XXII DOMENICA T.O.
“O
Dio, tu sei il mio Dio, dall’aurora ti
cerco, ha sete di te l’anima
mia, desidera te la mia carne in
terra arida, assetata, senz’acqua” (Salmo 62,2).
Il Papa, nella Evangelii Gaudium, parla di coloro che “conservano una fede cattolica intensa e sincera … benché non
partecipino frequentemente al culto” (n. 14). Confesso, che non sono
troppo sicuro che si possa essere credenti e non praticanti, per lo meno non in
modo intenso. Mi pare molto difficile sostenere la propria fede cattolica, in
modo che nutra e sostenga l’esistenza, senza sfamarla con l’Eucaristia, la
Confessione, la preghiera, la vita ecclesiale.
Detto questo, però, mi è altrettanto
chiaro, che partecipare frequentemente al culto non è garanzia né segno di una
fede “intensa e sincera”. E’ chiaro
che qui, ognuno di noi deve guardare se stesso e fare verità su di sé. Infatti
il Papa continua scrivendo: “la
pastorale ordinaria (è fatta) per
incendiare i cuori dei fedeli che regolarmente frequentano” (n. 14); se è
fatta per “incendiare”, significa che non necessariamente i cuori dei praticanti
sono incendiati; che non è scontato che siamo in cerca di Dio, che abbiamo sete
di Lui, che lo desideriamo.
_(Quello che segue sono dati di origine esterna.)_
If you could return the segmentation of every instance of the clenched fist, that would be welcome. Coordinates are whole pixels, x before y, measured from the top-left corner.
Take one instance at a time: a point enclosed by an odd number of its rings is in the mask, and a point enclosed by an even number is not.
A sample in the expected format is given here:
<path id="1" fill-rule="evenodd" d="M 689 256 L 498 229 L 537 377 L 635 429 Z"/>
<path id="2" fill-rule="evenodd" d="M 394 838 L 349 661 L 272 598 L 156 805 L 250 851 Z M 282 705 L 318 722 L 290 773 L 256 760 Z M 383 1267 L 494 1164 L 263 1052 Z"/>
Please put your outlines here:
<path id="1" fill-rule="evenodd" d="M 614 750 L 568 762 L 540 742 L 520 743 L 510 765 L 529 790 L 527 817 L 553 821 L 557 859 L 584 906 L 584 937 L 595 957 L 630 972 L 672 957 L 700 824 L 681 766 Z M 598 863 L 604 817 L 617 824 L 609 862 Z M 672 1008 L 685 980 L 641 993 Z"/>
Può essere che settimana dopo settimana, anno dopo
anno, Dio rimanga per noi una specie di conoscente, incapace di scaldarci il
cuore e di segnarci l’esistenza.
Sa Paolo non
usa mezzi termini e ci chiama a offrire i nostri corpi “come sacrificio vivente, santo e gradito a Dio”. La nostra
partecipazione al culto deve aiutarci a fare della nostra esistenza qualcosa di
sacro (questo significa sacrificare),
anche quando viviamo l’ordinarietà dell’esistenza quotidiana. Dicevano i latini
non nova sed novae, ossia non
facciamo cose nuove, diverse dagli altri, ma in modo nuovo, in modo diverso.
Chiediamo
al Signore di sedurre anche noi con la sua bellezza, cosicché, quando saremo
tentati, come Geremia, di andarcene, di percorrere altre vie, potremo sentire
nel profondo che solo Lui ha parole di vita eterna e, non potremo trattenere
quel “fuoco ardente” nel cuore.
Ecco allora che il Papa ci dice: “Invito ogni cristiano, in qualsiasi luogo e
situazione si trovi, a rinnovare oggi stesso il suo incontro personale con Gesù
Cristo o, almeno, a prendere la decisione di lasciarsi incontrare da Lui, di cercarlo
ogni giorno senza sosta. Non c’è motivo per cui qualcuno possa pensare che
questo invito non è per lui, perché «nessuno è escluso dalla gioia portata dal
Signore” (EG 3).
Così pregava
san Francesco e noi facciamo nostre le sue parole: “Rapisca, ti prego Signore, l’ardente e dolce forza del tuo amore, la
mente mia da tutte le cose che sono sotto il cielo, perché io muoia per amore
dell’amore tuo, come tu ti sei degnato morire, per a more dell’amore mio”.
Solo con questa permessa, credo,
diventano comprensibili le parole di Gesù: “Chi
vorrà salvare la propria vita, la perderà; ma chi perderà la propria vita per
causa mia, la troverà” (Mt 16,25).
Il profeta
Geremia è stanco di soffrire, di perdere la sua vita, a causa della fedeltà a
Dio; è tentato di mollare tutto per vivere tranquillo, ma la sua fede,
profonda, radicata, appassionata, glielo impedisce. Egli sente che è mille
volte meglio faticare con Dio, che vivere senza di Lui.
Gesù stesso è
tentato da Pietro di percorrere una via più semplice, ma che non è quella di
Dio e per questo non esita a richiamarlo: la vita si salva, si trova, si
realizza, facendo la volontà di Dio, non la propria, anche quando è impegnativa.
Cristo e il Vangelo sono la via della vita vera.
Donaci, Signore,
la consapevolezza profonda di quanto ci sei indispensabile, cosicché anche noi
diventiamo cercatori assetati di Te, certi che “soltanto Tu consumi il desiderio e sazi ogni fame dentro al cuore”.